As ominous rumors of mergers and layoffs swirl, and Alex and Mort are pushed to the emotional brink by the vagaries of love, they find themselves forging an unexpected alliance. Miss Kansas City is a moving exploration of the notion of possibility, and of a seasoned hope that can emerge on the other side of loneliness and loss.
Joan Frank is the author of the story collection Boys Keep Being Born, which was both a Bay Area Book Reviewers’ Award and Paterson Fiction Award finalist. Her stories appear in many journals and anthologies, including The Antioch Review,The Iowa Review, and Salmagundi. She is a MacDowell Colony and VCCA Fellow, Pushcart Prize nominee, recipient of a Barbara Deming Grant, and winner of the Iowa Fiction Award and Emrys Fiction Award. She lives in Northern California. Miss Kansas City is her first novel.
Reviews
Rating: 5 / 5
Date: 2010-06-21
Summary: "A Gem"
Now that I've finally discovered Joan Frank, maybe I can stop wishing Henry James was still alive and writing. Here is a writer who employs the power of detail and gesture, who understands that in a character-driven novel, setting can be a character, too.
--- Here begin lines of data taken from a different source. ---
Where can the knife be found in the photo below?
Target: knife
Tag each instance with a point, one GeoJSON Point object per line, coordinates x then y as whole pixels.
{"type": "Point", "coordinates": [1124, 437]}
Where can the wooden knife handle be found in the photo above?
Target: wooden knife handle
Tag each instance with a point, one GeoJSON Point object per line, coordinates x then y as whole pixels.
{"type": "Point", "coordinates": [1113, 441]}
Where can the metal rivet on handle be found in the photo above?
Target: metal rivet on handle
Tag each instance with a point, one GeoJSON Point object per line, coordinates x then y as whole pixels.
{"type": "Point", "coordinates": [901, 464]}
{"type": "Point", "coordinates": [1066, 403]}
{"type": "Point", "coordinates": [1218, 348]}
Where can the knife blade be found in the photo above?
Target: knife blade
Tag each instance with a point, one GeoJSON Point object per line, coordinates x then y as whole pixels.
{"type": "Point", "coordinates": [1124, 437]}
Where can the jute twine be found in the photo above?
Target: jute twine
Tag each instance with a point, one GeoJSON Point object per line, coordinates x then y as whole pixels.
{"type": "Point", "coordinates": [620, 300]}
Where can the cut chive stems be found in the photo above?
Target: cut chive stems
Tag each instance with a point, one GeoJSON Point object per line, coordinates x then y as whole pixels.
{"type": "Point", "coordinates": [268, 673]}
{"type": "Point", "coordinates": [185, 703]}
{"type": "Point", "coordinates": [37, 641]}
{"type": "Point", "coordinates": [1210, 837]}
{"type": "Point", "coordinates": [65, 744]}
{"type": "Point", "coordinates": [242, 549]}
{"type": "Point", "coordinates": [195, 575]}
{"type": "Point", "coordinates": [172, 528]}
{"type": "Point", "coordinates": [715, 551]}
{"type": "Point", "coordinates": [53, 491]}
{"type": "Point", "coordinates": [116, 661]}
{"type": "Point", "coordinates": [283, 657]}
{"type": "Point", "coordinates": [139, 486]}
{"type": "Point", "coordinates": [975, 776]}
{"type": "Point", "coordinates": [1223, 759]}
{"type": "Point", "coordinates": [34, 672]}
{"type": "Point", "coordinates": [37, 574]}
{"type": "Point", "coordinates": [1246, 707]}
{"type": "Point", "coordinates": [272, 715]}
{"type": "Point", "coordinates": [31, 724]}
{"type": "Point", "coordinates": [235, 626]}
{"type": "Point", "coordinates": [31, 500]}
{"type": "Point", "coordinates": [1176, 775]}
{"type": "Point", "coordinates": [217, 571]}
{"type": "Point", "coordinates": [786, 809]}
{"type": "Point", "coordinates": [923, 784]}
I started with this book because it is the only one available on Kindle--it's pricey, too, but don't let that stop you. There is so much to admire about this book, including the way the title's meaning is reavealed. Reading the book was a lesson in looking--at first glance it is a story of misplaced love (Alex, a lovely but aimless young woman, falls for Gray, a married father and creator of an upscale housewares empire; Mort, serious and sensitive, manager at an '80s startup company called Inifinite Information, who gets involved with the dazzling Skip). But Frank's observations penetrate the surface of these common-enough dramas with exquisite clarity and gorgeously measured prose. She gave me a renewed sense of the extraordinary beauty of Marin and Sonoma counties--my own backyard. Even the ending was brilliantly faceted--a cut stone Frank lets us examine again and again in the ever-changing light.
Rating: 5 / 5
Date: 2006-11-09
Summary: "Fine, Fine, Fine"
Joan Frank's first novel, Miss Kansas City (a wonderfully ironic title), is a masterpiece. I read her award-winning short story collection, Boys Keep Being Born, and loved her writing so much that I've been waiting for another book from her. Now, with this one, I am even more awed at her range. Along with the drama of love and loss and resilience (that quality - that almost infinite adaptability - which, uniquely, makes us human), she leaves us with a wealth of insight and of wisdom. She's wonderfully good at delineating what she calls the "unconscious male" (in spite of her love for those pesky trouble-makers). Yet she allows us into the inner spaces of both her male and female characters, each caught up in love (or obsession) and yearning. She opens us up to the gulf of loneliness within each isolated sex. She keeps us on our toes, surprises us. Then, reaching beyond the personal, she gives us wholly believable scenes of California's takeoff into its heady new computerized world, along with, already, intimations of its collapse. She's the true chronicler of our twentieth-century nation-state and of the human soul.